Style 4k limit per document

Applying styles has been made trivial, if you know the rules.

There’s a 4k limit on styles defined in a document, so I created a cached easyxf function which at least tries to pull a definition from cache before creating a new style.

class MyClass(object):
	kwd_mark = object()
	def cached_easyxf(self, string='', **kwargs):
		if not hasattr(self, '_cached_easyxf'):
			self._cached_easyxf = {}
		key = (string,) + (self.kwd_mark,) + tuple(sorted(kwargs.items()))
		return self._cached_easyxf.setdefault(key, xlwt.easyxf(string, **kwargs))

Easyxf string format

I just did a bit of experimentation to figure out the common formats.

For example, the string format appears to accept an array of key value pairs separated by a space.

‘KEY: KEY-VALUE VALUE, KEY-VALUE VALUE; KEY2: KEY-VALUE2 VALUE2’

sheet.write(0, 0, xlwt.easyxf('font: bold 1')) # bold
sheet.write(0, 0, xlwt.easyxf('font: bold 1, color: blue, underline single')) 

13 Comments

  1. md1023 says:

    Thank you! I did wonder why my styles aren’t applied until I saw 4K limit in your post.

  2. John Machin says:

    Go to http://www.python-excel.org, download the tutorial that you’ll see there, and search for “Style compression”. There is also comprehensive documentation on easyxf in the tutorial.

  3. Great “how to” – I found it very clear and easy! good job!

  4. jpatel3 says:

    Is there any way to do auto number format, means if the value is number the excel treat it as number and not as a string and shows ‘Number stored as Text’

  5. Bob Powell says:

    Thank you for the cached style code, that was very helpful and an elegant solution.

  6. Would you happen to know how to force the style for a cell such that it mimics what excel does when you create a hyperlink formula? That is, your data is link=xlwt.Formula(HYPERLINK(‘https://yuji.wordpress.com/2012/04/19/python-xlwt-writing-excel-files/’, “friendly name’)

    and the appears: underlined, with font color blue, and (here’s the catch) once you click on it, its font color turns to violet.

    would this even be possible?
    Thanks in advance

  7. MCMary says:

    Do you have any idea why the command:
    pip install xlwt
    is not working on my system?

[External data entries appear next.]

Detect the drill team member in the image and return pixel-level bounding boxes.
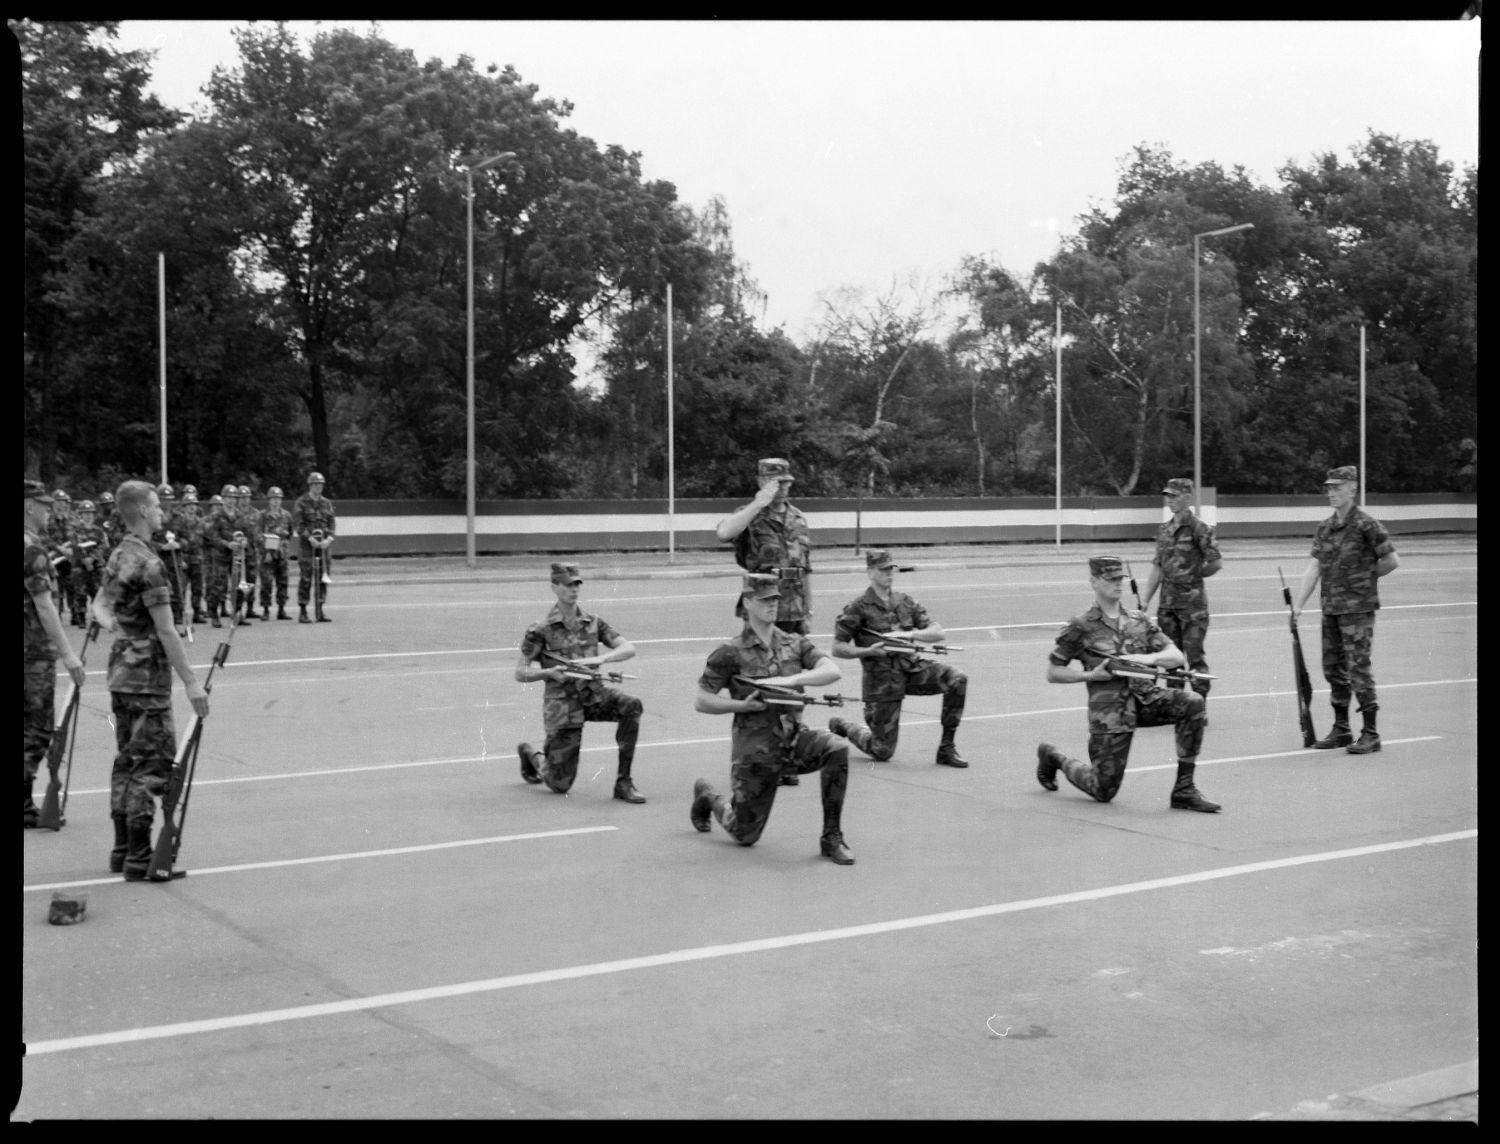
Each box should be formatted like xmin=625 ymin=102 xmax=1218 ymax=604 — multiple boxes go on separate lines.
xmin=68 ymin=499 xmax=107 ymax=627
xmin=150 ymin=484 xmax=189 ymax=628
xmin=202 ymin=490 xmax=237 ymax=627
xmin=177 ymin=490 xmax=207 ymax=622
xmin=97 ymin=490 xmax=123 ymax=554
xmin=1036 ymin=555 xmax=1220 ymax=813
xmin=1292 ymin=466 xmax=1400 ymax=754
xmin=45 ymin=489 xmax=73 ymax=599
xmin=234 ymin=485 xmax=261 ymax=619
xmin=716 ymin=457 xmax=812 ymax=786
xmin=515 ymin=563 xmax=646 ymax=804
xmin=96 ymin=481 xmax=209 ymax=879
xmin=258 ymin=486 xmax=293 ymax=620
xmin=1142 ymin=478 xmax=1221 ymax=704
xmin=24 ymin=482 xmax=87 ymax=827
xmin=828 ymin=550 xmax=970 ymax=768
xmin=690 ymin=574 xmax=854 ymax=864
xmin=292 ymin=471 xmax=336 ymax=623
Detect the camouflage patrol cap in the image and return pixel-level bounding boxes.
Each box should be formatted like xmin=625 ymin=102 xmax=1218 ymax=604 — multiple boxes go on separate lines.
xmin=1088 ymin=555 xmax=1127 ymax=580
xmin=740 ymin=573 xmax=781 ymax=600
xmin=268 ymin=486 xmax=284 ymax=498
xmin=308 ymin=471 xmax=326 ymax=483
xmin=98 ymin=491 xmax=115 ymax=505
xmin=757 ymin=457 xmax=793 ymax=479
xmin=53 ymin=489 xmax=70 ymax=503
xmin=1161 ymin=477 xmax=1194 ymax=496
xmin=1323 ymin=465 xmax=1358 ymax=485
xmin=158 ymin=483 xmax=176 ymax=500
xmin=549 ymin=562 xmax=584 ymax=585
xmin=221 ymin=483 xmax=238 ymax=496
xmin=865 ymin=549 xmax=898 ymax=569
xmin=24 ymin=480 xmax=52 ymax=502
xmin=79 ymin=500 xmax=96 ymax=512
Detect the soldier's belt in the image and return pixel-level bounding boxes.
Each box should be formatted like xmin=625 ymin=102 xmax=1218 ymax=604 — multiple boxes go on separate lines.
xmin=761 ymin=566 xmax=807 ymax=579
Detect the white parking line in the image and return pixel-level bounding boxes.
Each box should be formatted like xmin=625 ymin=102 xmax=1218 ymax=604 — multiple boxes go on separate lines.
xmin=1126 ymin=737 xmax=1441 ymax=774
xmin=22 ymin=825 xmax=618 ymax=894
xmin=23 ymin=828 xmax=1476 ymax=1057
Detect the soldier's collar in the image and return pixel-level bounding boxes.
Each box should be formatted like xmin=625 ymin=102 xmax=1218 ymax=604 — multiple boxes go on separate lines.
xmin=545 ymin=602 xmax=594 ymax=626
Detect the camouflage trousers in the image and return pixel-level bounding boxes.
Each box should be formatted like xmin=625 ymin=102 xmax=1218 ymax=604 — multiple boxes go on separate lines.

I have CentOS

    1. Derek@50 says:

      Is ‘pip’ installed on your system?

  8. bruce says:

    Do you know you to write the document properties with xlwt? I refer here to: Title, Subject, Author, Manager, Company, Category, Keywords and Comments.

  9. kumar says:

    very useful for me ,

  10. Jignesh says:

    Hello, Very useful but I have to insert image in excel file using xlwt. but I faced with this error IOError: [Errno 36] File name too long. Can you help me out from this error ??